Separate reporting on the same initiative notes that in Aug Palantir was slated to deliver a prototype of the ImmigrationOS platform by late September 2025, under a contract that runs through subsequent years and is structured around iterative research and development. The description of ImmigrationOS emphasizes that it is an AI system designed to help U.S. Immigration and Customs Enforcement track immigrants by aggregating data from across government, with Palantir providing the tools, not the rules. In practice, that means the same pipeline that feeds Medicaid records into ELITE can be folded into a larger ecosystem of predictive analytics, risk scores, and automated alerts.
Court fights, civil liberties, and the Trump deportation agenda
The legal and political backdrop to this data buildout is a series of court fights over whether the federal government can use Medicaid information to identify and deport immigrants. Civil liberties lawyers at EFF have described how, over the summer, they asked a federal judge to block the government from using Medicaid data in this way, arguing that the practice violates privacy protections and chills access to care. Their account of the case explains that ICE is drawing on Medicaid alongside other government databases to feed a Palantir tool that helps enforcement agents locate people, a pattern detailed in an in depth EFF report.
Those arguments ran into a judiciary that has been receptive to the Trump administration’s mass deportation agenda. In a video briefing, journalist Sarah Jenkins describes how a federal judge issued a partial legal victory for the administration, ruling that Immigration authorities could access some Medicaid information for deportation purposes, a decision that she characterizes as advancing President Trump’s broader strategy in Immigration litigation. A separate news clip on the same case notes that this ruling was framed as a partial victory for the Trump administration and its mass deportation agenda, with the court confirming that ICE can access some Medicaid information for deportation, as summarized in a short briefing. Together, these decisions have created the legal space that Palantir’s tools now occupy.
On the ground: families, front line agents, and a growing backlash
For immigrant families, the abstraction of “data sharing” translates into a concrete fear that a doctor’s visit could lead to a knock on the door. Reporting on how ICE is using Medicaid data to find out where immigrants live describes agents arriving at homes after cross referencing addresses from health records, with parents who enrolled their children in coverage suddenly facing enforcement at the same locations.
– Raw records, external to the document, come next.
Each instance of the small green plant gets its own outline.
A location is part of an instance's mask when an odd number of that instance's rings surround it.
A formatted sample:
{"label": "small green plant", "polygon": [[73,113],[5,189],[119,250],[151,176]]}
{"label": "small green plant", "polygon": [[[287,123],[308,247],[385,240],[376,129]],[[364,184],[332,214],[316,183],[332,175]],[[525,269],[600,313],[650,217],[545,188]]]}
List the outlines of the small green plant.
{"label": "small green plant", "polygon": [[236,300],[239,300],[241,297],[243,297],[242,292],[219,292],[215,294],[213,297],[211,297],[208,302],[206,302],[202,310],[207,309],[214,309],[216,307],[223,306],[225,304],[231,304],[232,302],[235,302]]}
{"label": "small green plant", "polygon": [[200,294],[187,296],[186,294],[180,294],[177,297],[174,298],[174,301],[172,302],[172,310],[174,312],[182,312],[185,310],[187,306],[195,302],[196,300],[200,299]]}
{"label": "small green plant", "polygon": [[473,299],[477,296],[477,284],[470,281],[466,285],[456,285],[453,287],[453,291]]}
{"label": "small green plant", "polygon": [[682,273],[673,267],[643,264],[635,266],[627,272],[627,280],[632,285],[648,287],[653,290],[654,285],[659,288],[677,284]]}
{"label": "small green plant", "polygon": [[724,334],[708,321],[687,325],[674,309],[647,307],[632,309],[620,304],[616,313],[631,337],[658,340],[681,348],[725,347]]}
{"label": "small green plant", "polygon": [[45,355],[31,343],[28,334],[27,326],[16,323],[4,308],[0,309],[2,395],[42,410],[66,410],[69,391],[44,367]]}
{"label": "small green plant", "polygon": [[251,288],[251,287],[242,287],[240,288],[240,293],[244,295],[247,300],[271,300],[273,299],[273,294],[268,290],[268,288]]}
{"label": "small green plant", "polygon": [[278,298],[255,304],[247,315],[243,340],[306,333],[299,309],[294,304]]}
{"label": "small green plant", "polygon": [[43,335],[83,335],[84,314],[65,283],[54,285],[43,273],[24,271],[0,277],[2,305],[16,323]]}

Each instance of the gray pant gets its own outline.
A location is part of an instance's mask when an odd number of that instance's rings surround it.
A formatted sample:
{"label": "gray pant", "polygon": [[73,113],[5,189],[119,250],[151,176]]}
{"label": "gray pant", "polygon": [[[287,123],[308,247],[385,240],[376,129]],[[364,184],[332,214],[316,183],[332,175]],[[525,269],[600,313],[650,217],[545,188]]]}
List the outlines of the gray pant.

That account, by reporter Anna Claire Vollers, underscores that Medicaid covers people with low incomes and that the program’s reach into mixed status households makes it a powerful targeting tool for ICE agents.
Online discussions show how quickly this reality has filtered into public debate. In one widely shared thread, a commenter insists that “Illegal immigrants can’t get medicaid,” only to be corrected by another user who points out that their children can, and that those children’s records can have immigration enforcement usage. The exchange captures a growing awareness that even when adults are ineligible, enrolling a citizen child can still expose a household to risk, a point spelled out in the online debate around Palantir’s role.